Screenshot of dataset

It comprises occasion to Athlete degree Olympic Video games Outcomes from Athens 1896 to Beijing 2022. After an EDA (Exploratory Information Evaluation) I remodeled it right into a dataset that particulars the variety of feminine athletes in every sport/occasion per 12 months. My bubble chart concept is to point out which sports activities have a 50/50 feminine to male ratio athletes and the way it has advanced throughout time.

My plotting knowledge consists of two completely different datasets, one for annually: 2020 and 1996. For every dataset I’ve computed the whole sum of athletes that participated to every occasion (athlete_sum) and the way a lot that sum represents in comparison with the variety of whole athletes (male + feminine) (distinction). See a screenshot of the info under:

Display shot of plotting dataset

That is my method to visualise it:

  • Dimension proportion. Utilizing radius of bubbles to check quantity athletes per sport. Larger bubbles will symbolize extremely aggressive occasions, akin to Athletics
  • Multi variable interpretation. Making use of colors to symbolize feminine illustration. Mild inexperienced bubbles will symbolize occasions with a 50/50 cut up, akin to Hockey.

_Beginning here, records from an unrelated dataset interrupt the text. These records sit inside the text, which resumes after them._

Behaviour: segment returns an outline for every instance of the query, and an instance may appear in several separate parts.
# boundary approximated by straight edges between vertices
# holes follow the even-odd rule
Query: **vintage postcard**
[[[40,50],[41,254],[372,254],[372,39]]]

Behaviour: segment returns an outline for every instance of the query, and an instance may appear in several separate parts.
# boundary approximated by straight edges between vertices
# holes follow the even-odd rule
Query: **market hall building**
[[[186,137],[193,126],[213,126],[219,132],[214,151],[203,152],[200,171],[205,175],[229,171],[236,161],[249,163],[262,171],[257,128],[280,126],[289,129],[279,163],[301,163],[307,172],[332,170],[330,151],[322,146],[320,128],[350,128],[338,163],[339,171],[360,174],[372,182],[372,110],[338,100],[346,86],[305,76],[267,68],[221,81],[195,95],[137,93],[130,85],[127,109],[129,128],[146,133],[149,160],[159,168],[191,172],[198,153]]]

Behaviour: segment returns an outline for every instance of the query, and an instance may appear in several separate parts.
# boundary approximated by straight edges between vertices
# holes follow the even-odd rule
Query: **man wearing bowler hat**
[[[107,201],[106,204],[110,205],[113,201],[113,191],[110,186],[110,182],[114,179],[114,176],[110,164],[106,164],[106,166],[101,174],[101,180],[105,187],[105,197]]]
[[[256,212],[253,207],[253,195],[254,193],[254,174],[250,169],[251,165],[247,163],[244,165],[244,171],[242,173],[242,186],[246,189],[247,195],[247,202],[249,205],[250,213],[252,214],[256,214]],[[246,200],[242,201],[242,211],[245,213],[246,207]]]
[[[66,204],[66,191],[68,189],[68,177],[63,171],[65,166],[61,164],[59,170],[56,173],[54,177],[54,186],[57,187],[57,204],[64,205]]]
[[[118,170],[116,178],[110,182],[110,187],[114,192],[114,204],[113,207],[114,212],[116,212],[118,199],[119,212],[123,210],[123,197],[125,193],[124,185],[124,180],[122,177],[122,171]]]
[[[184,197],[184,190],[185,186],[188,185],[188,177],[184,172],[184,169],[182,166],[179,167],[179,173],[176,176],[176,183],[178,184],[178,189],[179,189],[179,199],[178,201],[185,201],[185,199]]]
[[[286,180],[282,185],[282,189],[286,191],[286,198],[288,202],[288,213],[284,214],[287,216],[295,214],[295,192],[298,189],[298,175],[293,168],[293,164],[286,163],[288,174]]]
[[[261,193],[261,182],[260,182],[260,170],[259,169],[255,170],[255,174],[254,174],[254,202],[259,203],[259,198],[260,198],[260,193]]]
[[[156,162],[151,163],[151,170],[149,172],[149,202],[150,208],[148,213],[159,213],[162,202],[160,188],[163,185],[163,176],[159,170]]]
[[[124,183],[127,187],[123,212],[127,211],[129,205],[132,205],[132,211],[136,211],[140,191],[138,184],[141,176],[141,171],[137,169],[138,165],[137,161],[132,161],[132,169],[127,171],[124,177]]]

Right here is my start line (utilizing the code and method from above):

First end result

Some simple fixes: growing determine dimension and altering labels to empty if the scale isn’t over 250 to keep away from having phrases exterior bubbles.

fig, ax = plt.subplots(figsize=(12,8),subplot_kw=dict(side="equal"))

#Labels edited instantly in dataset

Second end result

Properly, now not less than it’s readable. However, why is Athletics pink and Boxing blue? Let’s add a legend for instance the connection between colors and feminine illustration.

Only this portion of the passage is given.